Tamerlán, tras convertir la ciudad en capital de su imperio en 1370, hizo que recuperara el esplendor perdido después de ser arrasada por Gengis Khan en 1220. Tras 35 años de trabajos, la ciudad floreció en los ámbitos artístico, económico y comercial.
A ambos lados del Registán, se alzan las tres madrasas, un conjunto que adquirió el aspecto actual en el siglo XVI, aunque la primera piedra la puso Ulug Beg. La primera madrasa se empezó a erigir hacia 1417 junto a caravasares, alojamientos, una mezquita y un hamam. Un siglo después, el gobernador Yalangtush convirtió la plaza del Registán en una obra maestra de la arquitectura islámica con la construcción de dos nuevas madrasas: la de Sher Dor (1636), casi simétrica a la de Ulug Beg y la de Tillya Kari (1660), la única sin minaretes pero con una mezquita en su interior que, siglos después, acabaría siendo un punto de referencia en la ciudad.

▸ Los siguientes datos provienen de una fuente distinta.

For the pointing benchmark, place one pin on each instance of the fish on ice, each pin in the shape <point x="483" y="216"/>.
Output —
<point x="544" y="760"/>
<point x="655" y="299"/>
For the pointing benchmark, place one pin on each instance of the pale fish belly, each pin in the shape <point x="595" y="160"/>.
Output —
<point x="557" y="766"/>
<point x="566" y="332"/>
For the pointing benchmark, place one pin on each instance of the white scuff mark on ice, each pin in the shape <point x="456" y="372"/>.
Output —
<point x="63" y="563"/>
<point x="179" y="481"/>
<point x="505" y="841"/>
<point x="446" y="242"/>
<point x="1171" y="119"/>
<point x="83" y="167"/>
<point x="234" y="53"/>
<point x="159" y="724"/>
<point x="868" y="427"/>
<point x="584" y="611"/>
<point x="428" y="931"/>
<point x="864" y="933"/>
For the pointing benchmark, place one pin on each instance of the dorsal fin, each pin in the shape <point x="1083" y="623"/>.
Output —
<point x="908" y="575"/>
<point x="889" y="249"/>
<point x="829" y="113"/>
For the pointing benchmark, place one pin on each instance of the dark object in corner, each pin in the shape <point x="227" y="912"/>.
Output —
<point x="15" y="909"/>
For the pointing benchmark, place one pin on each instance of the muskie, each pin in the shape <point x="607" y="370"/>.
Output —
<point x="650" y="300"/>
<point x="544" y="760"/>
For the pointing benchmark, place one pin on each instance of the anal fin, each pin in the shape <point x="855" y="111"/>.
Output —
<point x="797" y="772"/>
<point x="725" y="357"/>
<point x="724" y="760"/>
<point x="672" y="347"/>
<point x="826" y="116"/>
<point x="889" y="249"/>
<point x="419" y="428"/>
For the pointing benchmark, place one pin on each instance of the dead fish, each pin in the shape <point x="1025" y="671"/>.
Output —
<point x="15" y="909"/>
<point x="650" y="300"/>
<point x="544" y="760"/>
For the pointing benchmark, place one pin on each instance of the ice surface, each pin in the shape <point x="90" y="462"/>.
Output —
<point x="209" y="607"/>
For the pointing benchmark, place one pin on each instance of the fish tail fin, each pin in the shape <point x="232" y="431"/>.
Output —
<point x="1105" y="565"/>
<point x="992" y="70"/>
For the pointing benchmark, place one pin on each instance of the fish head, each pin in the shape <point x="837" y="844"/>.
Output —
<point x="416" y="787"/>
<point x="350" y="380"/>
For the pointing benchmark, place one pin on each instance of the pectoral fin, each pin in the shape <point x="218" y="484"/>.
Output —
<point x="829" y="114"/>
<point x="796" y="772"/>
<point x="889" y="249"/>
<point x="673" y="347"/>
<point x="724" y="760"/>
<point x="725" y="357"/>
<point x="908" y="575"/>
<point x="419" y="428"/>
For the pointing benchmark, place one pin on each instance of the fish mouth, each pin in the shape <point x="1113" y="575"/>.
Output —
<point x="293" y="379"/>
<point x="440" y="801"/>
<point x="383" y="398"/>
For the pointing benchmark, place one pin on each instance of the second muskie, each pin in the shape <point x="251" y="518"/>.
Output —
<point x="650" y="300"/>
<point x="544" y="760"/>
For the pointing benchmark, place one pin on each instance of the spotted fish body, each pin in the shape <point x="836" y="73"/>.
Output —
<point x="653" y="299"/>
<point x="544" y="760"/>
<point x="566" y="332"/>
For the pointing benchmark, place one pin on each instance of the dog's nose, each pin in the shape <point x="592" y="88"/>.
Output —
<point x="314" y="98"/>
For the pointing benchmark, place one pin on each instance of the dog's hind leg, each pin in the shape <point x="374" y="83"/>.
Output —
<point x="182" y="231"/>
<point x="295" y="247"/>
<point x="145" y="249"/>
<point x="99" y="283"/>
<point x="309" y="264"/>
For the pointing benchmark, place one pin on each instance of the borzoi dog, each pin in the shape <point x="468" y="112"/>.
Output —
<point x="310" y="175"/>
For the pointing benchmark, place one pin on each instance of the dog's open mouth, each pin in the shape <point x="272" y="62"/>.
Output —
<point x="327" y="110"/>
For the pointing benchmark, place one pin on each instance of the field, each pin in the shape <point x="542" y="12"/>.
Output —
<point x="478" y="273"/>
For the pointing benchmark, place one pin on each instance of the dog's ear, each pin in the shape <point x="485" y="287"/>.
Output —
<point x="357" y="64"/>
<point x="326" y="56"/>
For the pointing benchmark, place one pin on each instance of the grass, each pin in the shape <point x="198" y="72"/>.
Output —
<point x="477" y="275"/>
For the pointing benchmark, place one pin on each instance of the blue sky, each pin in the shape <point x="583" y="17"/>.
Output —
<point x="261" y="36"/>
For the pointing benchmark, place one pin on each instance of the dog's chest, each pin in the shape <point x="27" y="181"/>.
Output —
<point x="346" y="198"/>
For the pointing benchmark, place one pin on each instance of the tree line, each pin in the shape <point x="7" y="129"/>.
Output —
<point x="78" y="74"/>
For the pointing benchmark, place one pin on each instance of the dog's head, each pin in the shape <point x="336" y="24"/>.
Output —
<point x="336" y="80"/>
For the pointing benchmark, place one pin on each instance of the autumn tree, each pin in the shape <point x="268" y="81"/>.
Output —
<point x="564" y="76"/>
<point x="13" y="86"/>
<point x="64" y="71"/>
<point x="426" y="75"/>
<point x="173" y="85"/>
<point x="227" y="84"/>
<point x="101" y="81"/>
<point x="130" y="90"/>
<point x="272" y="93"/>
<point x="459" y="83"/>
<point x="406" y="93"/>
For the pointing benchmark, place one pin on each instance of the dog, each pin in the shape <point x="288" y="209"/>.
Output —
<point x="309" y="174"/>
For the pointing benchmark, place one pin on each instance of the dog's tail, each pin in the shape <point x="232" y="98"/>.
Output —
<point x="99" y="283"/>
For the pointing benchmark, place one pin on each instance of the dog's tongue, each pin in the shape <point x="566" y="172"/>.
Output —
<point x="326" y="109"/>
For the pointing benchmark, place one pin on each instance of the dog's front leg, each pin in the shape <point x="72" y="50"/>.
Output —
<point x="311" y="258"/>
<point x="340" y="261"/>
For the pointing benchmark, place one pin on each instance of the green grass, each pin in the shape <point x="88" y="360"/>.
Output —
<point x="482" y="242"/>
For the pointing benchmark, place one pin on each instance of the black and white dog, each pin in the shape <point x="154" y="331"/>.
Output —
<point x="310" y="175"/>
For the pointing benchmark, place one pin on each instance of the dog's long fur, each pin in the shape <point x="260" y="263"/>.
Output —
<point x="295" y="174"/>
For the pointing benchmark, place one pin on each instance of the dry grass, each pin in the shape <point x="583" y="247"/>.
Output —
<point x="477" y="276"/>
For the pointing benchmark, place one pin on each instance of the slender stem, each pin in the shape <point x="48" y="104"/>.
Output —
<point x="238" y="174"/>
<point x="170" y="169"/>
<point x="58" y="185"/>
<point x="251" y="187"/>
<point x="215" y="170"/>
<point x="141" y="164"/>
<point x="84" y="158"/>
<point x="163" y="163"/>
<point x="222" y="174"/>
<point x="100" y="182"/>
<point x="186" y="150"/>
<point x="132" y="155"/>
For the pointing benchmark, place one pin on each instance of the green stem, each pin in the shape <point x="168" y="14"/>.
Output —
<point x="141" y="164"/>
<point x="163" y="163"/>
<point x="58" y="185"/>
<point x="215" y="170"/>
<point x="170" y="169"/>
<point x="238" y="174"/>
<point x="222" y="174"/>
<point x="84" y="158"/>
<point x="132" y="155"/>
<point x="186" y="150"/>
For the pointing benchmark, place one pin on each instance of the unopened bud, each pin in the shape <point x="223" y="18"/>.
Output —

Alrededor del Registán se extienden las mahallas, los barrios residenciales populares, y los bazares, un espectáculo de colores, sonidos y sabores.
Otro de los lugares que merece la pena visitar en Samarcanda es Shah-i-Zinda, el Mausoleo del Rey Viviente, una necrópolis de la dinastía timúrida donde yacen enterrados familiares de Tamerlán y algunos santos sufís.